– Нельзя было сокращать траты, Илларион Валерьевич, – это подаёт голос мама. – Вы не представляете, каково наше окружение. Надень на приёмы дважды одно и то же платье – всё, поползут слухи о разорении, нищете. А это сразу ударит по репутации. Мебельный бизнес суров. Никто не станет покупать элитные гарнитуры у того, у кого проблемы. Скажут, значит, он экономит на материалах и так далее… Всё взаимосвязано.
– Вот так и объясните Хмуровскому! – отрезает Илларион. – Хотя нет… Он же не столь сентиментален и терпелив. А у вас – маленькая дочь!
Маленькая, фыркаю! Я уже почти взрослая! Из-за возмущения и сопения пропускаю часть фраз, когда снова ловлю разговор, то приятный низкий голос коллектора обещает:
– Ради неё я попробую выторговать вам время. Ваша Феня напомнила мне мою младшую сестрёнку. Анечка умерла в прошлом году. Только ради неё.
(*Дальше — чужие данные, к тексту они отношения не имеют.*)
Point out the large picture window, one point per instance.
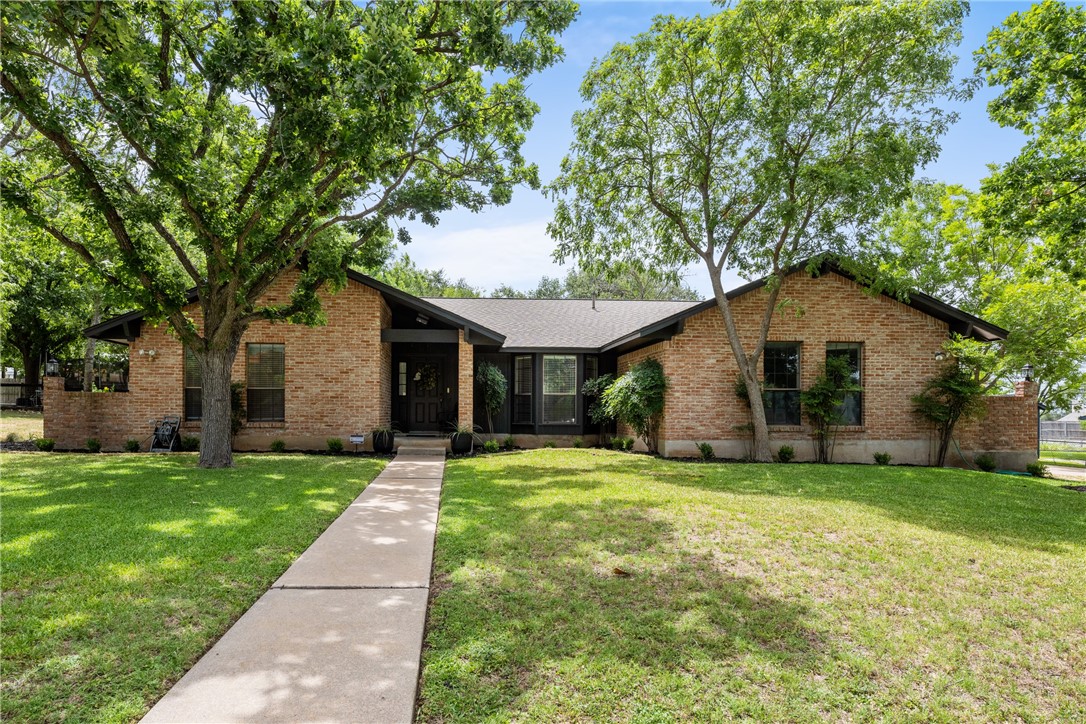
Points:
(851, 409)
(559, 389)
(522, 390)
(265, 372)
(193, 388)
(781, 370)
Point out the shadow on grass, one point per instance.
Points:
(596, 594)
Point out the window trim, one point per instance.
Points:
(798, 346)
(186, 355)
(572, 395)
(859, 346)
(250, 389)
(530, 384)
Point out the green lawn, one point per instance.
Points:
(20, 424)
(796, 593)
(121, 570)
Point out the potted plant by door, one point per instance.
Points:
(462, 437)
(384, 437)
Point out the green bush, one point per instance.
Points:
(1037, 469)
(636, 399)
(985, 462)
(493, 388)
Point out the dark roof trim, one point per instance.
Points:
(118, 329)
(959, 321)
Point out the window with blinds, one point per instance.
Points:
(559, 389)
(193, 388)
(522, 390)
(851, 408)
(265, 375)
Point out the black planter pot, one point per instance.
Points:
(461, 442)
(383, 442)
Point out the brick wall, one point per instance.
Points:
(898, 355)
(338, 380)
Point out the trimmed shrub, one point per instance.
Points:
(1037, 469)
(636, 399)
(985, 462)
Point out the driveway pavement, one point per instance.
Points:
(339, 636)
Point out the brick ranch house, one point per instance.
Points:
(387, 357)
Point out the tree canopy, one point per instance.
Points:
(753, 139)
(1038, 60)
(222, 145)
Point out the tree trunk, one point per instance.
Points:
(216, 441)
(88, 357)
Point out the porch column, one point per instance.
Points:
(465, 411)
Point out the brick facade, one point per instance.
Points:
(338, 380)
(898, 356)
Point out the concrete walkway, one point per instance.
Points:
(339, 636)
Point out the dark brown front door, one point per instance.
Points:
(426, 384)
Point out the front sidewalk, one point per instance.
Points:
(339, 635)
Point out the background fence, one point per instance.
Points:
(1069, 433)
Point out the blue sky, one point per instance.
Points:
(509, 244)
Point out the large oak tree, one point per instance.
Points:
(223, 144)
(754, 139)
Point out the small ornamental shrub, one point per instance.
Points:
(985, 462)
(1037, 469)
(636, 399)
(706, 451)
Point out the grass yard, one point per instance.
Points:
(19, 424)
(773, 592)
(121, 570)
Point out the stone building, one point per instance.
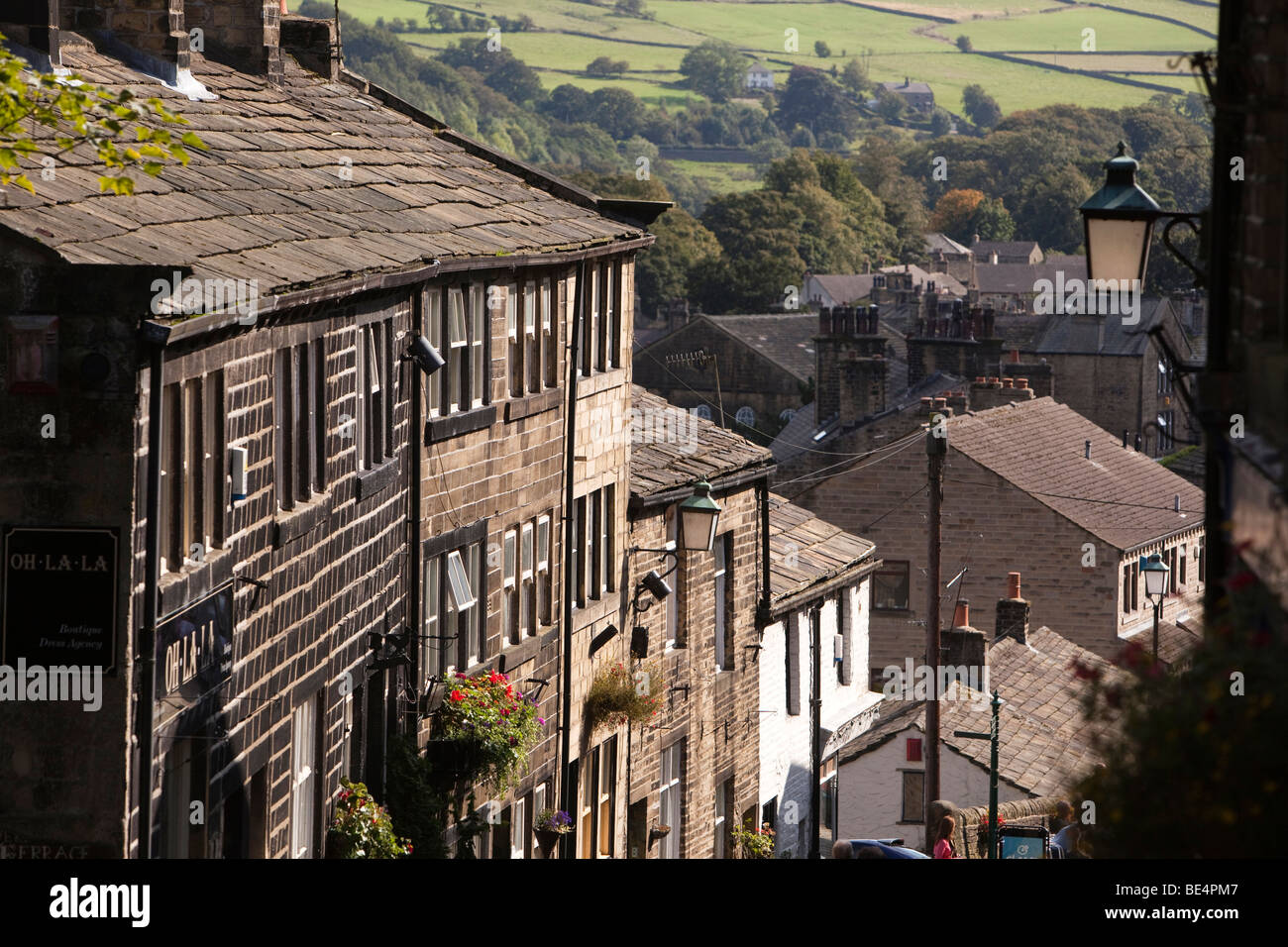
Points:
(692, 776)
(1026, 483)
(213, 397)
(818, 574)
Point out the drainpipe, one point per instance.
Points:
(155, 337)
(570, 483)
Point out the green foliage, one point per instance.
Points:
(362, 828)
(980, 107)
(494, 722)
(754, 843)
(68, 114)
(715, 68)
(618, 696)
(605, 65)
(818, 102)
(1196, 762)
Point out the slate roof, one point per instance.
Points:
(785, 339)
(1004, 248)
(700, 450)
(1020, 277)
(941, 241)
(845, 287)
(1119, 495)
(1069, 335)
(806, 551)
(1044, 744)
(267, 200)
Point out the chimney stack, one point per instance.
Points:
(1013, 612)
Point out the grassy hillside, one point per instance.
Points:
(897, 39)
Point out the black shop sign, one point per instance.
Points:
(194, 651)
(59, 596)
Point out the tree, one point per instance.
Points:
(980, 107)
(567, 103)
(715, 68)
(604, 65)
(617, 111)
(890, 105)
(68, 112)
(854, 77)
(815, 101)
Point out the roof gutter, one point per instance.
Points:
(820, 589)
(368, 282)
(737, 478)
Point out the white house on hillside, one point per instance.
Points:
(814, 567)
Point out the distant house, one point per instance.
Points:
(1048, 745)
(915, 94)
(1006, 252)
(1119, 376)
(759, 76)
(765, 364)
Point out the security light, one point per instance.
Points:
(424, 355)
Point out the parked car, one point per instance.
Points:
(884, 848)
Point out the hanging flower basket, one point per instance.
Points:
(484, 731)
(622, 696)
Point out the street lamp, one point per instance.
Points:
(1155, 586)
(698, 517)
(1119, 224)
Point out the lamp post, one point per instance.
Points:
(698, 518)
(1155, 586)
(1119, 226)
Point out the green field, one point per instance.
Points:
(570, 35)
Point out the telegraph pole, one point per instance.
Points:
(936, 449)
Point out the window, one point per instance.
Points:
(545, 586)
(794, 664)
(890, 587)
(433, 320)
(527, 596)
(593, 544)
(532, 337)
(192, 468)
(463, 325)
(375, 394)
(303, 783)
(509, 590)
(514, 337)
(913, 796)
(548, 335)
(724, 805)
(478, 381)
(722, 549)
(455, 589)
(675, 637)
(671, 799)
(519, 832)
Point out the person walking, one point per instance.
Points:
(944, 844)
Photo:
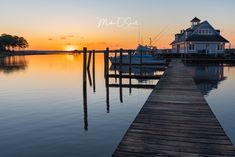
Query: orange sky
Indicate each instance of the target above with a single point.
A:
(68, 25)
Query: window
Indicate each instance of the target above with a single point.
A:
(205, 32)
(220, 47)
(191, 47)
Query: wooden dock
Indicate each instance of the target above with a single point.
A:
(175, 121)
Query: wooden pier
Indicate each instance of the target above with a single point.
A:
(175, 121)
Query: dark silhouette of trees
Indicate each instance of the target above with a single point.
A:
(9, 42)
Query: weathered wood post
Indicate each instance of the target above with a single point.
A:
(130, 67)
(141, 57)
(85, 89)
(115, 65)
(107, 79)
(89, 60)
(93, 71)
(120, 75)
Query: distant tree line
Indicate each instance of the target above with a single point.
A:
(9, 42)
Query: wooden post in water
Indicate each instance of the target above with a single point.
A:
(89, 60)
(120, 74)
(141, 57)
(115, 65)
(93, 71)
(130, 67)
(107, 79)
(85, 89)
(107, 62)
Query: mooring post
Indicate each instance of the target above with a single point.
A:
(130, 67)
(115, 65)
(107, 62)
(107, 78)
(93, 71)
(85, 89)
(89, 60)
(141, 57)
(120, 74)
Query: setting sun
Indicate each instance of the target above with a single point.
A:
(71, 48)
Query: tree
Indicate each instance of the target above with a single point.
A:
(8, 42)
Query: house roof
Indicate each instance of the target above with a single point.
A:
(195, 20)
(209, 38)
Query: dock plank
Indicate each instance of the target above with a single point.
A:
(177, 121)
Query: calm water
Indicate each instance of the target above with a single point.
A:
(42, 110)
(217, 83)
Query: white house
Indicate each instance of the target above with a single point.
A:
(200, 38)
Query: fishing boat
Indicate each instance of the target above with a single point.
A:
(143, 55)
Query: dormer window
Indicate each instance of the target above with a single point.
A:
(220, 47)
(191, 47)
(205, 32)
(195, 22)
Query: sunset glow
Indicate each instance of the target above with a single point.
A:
(70, 25)
(71, 48)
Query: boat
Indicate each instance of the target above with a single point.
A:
(143, 56)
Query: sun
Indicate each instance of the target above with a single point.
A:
(71, 47)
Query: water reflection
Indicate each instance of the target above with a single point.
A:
(12, 64)
(207, 77)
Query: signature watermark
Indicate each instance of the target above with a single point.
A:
(119, 22)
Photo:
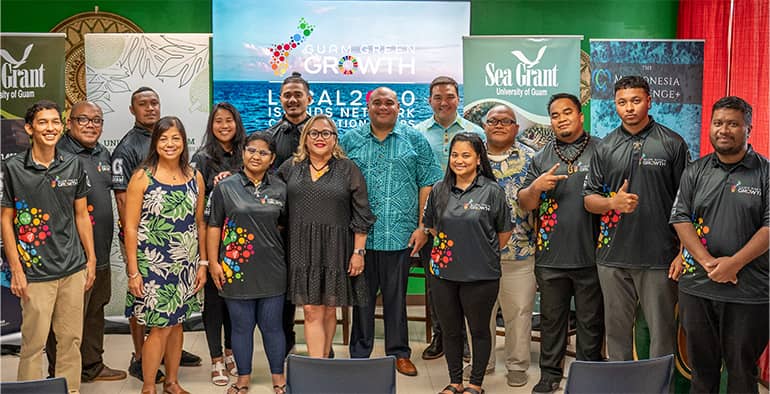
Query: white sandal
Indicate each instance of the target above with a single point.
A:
(218, 375)
(231, 360)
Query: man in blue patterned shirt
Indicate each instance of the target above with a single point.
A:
(510, 160)
(400, 170)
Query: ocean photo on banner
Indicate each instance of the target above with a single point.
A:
(344, 49)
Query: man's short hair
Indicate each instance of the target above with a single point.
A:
(632, 82)
(296, 77)
(142, 90)
(443, 80)
(736, 103)
(41, 105)
(559, 96)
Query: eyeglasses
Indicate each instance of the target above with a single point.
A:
(83, 120)
(504, 122)
(325, 134)
(252, 151)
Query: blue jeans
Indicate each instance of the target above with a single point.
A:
(245, 315)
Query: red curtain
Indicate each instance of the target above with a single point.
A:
(746, 52)
(750, 64)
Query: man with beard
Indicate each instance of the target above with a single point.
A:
(721, 216)
(565, 264)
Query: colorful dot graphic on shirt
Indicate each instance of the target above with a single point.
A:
(280, 53)
(607, 221)
(689, 265)
(347, 65)
(237, 243)
(31, 231)
(91, 214)
(441, 254)
(548, 220)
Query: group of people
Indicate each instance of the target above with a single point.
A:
(304, 214)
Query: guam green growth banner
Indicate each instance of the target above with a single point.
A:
(521, 72)
(31, 69)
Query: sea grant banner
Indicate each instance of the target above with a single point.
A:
(522, 72)
(674, 70)
(174, 65)
(344, 49)
(31, 69)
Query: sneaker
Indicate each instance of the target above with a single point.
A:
(135, 370)
(517, 378)
(109, 374)
(545, 386)
(469, 367)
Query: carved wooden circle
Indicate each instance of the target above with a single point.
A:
(75, 27)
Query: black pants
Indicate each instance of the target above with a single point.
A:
(716, 331)
(215, 316)
(460, 301)
(387, 271)
(92, 341)
(557, 287)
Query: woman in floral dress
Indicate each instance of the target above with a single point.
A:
(165, 265)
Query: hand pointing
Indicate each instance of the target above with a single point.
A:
(549, 180)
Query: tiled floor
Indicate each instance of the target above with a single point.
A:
(432, 375)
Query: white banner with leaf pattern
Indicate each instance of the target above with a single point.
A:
(174, 65)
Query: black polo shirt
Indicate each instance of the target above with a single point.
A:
(286, 137)
(96, 163)
(251, 249)
(130, 152)
(209, 169)
(652, 161)
(727, 205)
(566, 232)
(46, 236)
(466, 247)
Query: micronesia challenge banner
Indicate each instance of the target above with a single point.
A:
(344, 49)
(521, 72)
(674, 70)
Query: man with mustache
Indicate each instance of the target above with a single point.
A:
(721, 215)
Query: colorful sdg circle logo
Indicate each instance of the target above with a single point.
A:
(347, 65)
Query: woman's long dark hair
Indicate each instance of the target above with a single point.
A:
(165, 123)
(445, 187)
(211, 146)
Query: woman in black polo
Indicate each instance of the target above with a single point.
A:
(250, 272)
(470, 219)
(218, 157)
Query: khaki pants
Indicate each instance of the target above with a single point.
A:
(516, 298)
(59, 304)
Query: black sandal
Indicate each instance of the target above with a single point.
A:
(451, 389)
(237, 389)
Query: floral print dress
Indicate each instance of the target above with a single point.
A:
(167, 255)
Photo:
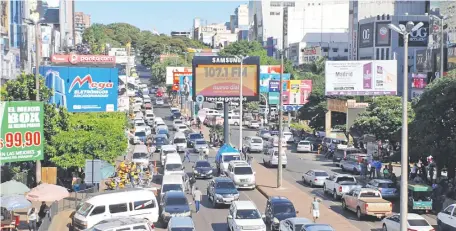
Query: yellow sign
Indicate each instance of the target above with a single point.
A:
(223, 80)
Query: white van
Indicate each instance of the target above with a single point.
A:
(242, 174)
(165, 150)
(140, 155)
(173, 165)
(180, 141)
(171, 183)
(137, 203)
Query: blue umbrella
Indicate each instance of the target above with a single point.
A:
(14, 202)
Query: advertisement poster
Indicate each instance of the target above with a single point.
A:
(83, 89)
(352, 77)
(273, 98)
(217, 78)
(186, 85)
(170, 70)
(265, 78)
(21, 135)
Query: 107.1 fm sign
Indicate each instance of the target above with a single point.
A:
(418, 38)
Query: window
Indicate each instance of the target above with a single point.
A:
(118, 208)
(147, 204)
(98, 210)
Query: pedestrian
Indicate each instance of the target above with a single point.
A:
(197, 198)
(315, 209)
(32, 217)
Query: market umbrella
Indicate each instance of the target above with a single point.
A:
(47, 192)
(14, 202)
(13, 187)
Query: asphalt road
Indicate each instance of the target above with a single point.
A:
(210, 218)
(300, 163)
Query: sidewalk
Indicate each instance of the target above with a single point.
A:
(300, 199)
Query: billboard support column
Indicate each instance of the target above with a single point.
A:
(37, 86)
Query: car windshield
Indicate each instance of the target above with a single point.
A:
(203, 164)
(85, 209)
(386, 185)
(243, 171)
(226, 184)
(139, 155)
(283, 208)
(173, 167)
(370, 194)
(418, 222)
(228, 158)
(140, 133)
(248, 214)
(257, 141)
(177, 201)
(172, 187)
(321, 174)
(195, 136)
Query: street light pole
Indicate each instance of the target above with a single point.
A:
(405, 32)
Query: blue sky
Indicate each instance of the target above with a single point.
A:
(163, 16)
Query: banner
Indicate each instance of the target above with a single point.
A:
(218, 78)
(366, 77)
(265, 78)
(21, 135)
(170, 70)
(83, 89)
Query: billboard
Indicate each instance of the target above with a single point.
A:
(366, 36)
(83, 89)
(366, 77)
(382, 34)
(217, 78)
(418, 38)
(266, 78)
(170, 70)
(21, 134)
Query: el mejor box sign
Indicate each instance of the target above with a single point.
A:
(21, 136)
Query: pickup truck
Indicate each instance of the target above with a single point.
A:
(366, 202)
(339, 184)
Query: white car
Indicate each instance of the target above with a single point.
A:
(415, 223)
(314, 177)
(304, 146)
(254, 124)
(177, 123)
(244, 215)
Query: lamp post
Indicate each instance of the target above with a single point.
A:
(242, 58)
(405, 31)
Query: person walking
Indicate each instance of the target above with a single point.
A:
(197, 198)
(315, 209)
(32, 218)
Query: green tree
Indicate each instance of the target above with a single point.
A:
(383, 118)
(99, 135)
(432, 131)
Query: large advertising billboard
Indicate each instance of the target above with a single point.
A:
(21, 134)
(171, 70)
(366, 77)
(267, 79)
(217, 78)
(83, 89)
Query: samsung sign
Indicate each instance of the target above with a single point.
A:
(418, 38)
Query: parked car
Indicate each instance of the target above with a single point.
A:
(366, 202)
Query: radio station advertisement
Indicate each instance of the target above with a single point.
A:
(21, 135)
(83, 89)
(265, 78)
(217, 79)
(366, 77)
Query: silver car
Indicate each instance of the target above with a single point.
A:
(314, 177)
Мама и папа рассыпаются в благодарностях.
Я успеваю отскочить и спрятаться в нише за огромной вазой с цветами – всегда свежими, экзотическими – как дверь распахивается, из неё сначала выскакивает Илларион и стремительно несётся прочь. Потом мама и папа – оправляют одежду друг на друге, отец вытирает ей слёзы, мама улыбается и целует его в лоб.
– Время торта? – говорит папа.
– Время торта! – отвечает мама.
И, взявшись за руки, они идут в сторону столовой. А я бегу в зал, где вот-вот закончится представление.
Успеваю вовремя.
Лерка фыркает:
– Ну, ты и долгая! Точно ничего не съела?
– Спасибо, – благодарю эту ехидну, – всё нормально. И не дождёшься.
Артисты кланяются как раз в тот момент, когда появляются мама и папа, чтобы пригласить всех на торт.
Я бегу впереди, спешу задуть свечи. И, зажурившись, загадываю самое заветное на сегодня желание: чтобы у Иллариона получилось там с кем-то переговорить и у нас всё осталось как прежде…
И засыпаю в ту ночь, уверенная, что загаданное обязательно сбудется. Ведь это мне пообещала мамочка, целуя перед сном. А мамочка меня ещё никогда не обманывала.
___________________
[1] Ко́да (итал. coda — «хвост, конец, шлейф») в музыке — дополнительный раздел, возможный в конце музыкального произведения и не принимающийся в расчёт при определении его строения; пассаж заключительной части произведения.
4. – 2 –
– Мама, мамочка! Куда эти люди тащат мой рояль?! – захлёбываюсь слезами, глядя на то, как мужчины в робе, затаптывая паркет грязными ботинками, пыхтят над моим инструментом.
Мама лишь глотает слёзы, прикрывается чёрной косынкой, прижимает к себе и все время бормочет:
– Всё будет хорошо! Всё будет хорошо!
Меня взрывает. Выдираюсь из её объятий и кричу:
– Зачем ты врёшь? Ничего не будет хорошо! Ты же видишь, что твориться? Видишь, они забирают все наши вещи… А потом заберут наш дом…
Меня ломает, я падаю на пол и рыдаю навзрыд, ненавидя взрослых за ложь и это их «всё будет хорошо» на руинах мира. Кого пытаются убедить?
С моего дня рождения прошло три недели, мне пришлось повзрослеть и разучиться верить в чудеса…
Илларион появлялся в нашем доме ещё три раза. И каждый раз, там, в папином кабинете, они разговаривали на повышенных тонах. Коллектор выскакивал всегда злющий… Но стоило увидеть меня – расплывался в улыбке и по-доброму приветствовал.
А я…
Как я могла относиться к нему? Из-за него переживал мой отец, плакала мама… Но он – мне казалось, что он и сам не рад тому, в чём участвует. В красивых сине-фиалковых глазах я часто ловила грусть. А порой он горестно бормотал:
– Чёрт, как же ты похожа на неё… Анька бы мне не простила…
И не могла злиться. Не могла считать его плохим. Хотя из-за него мне пришлось спрашивать у Гугла, что такое «банкротство» и как это «пустить с молотка»?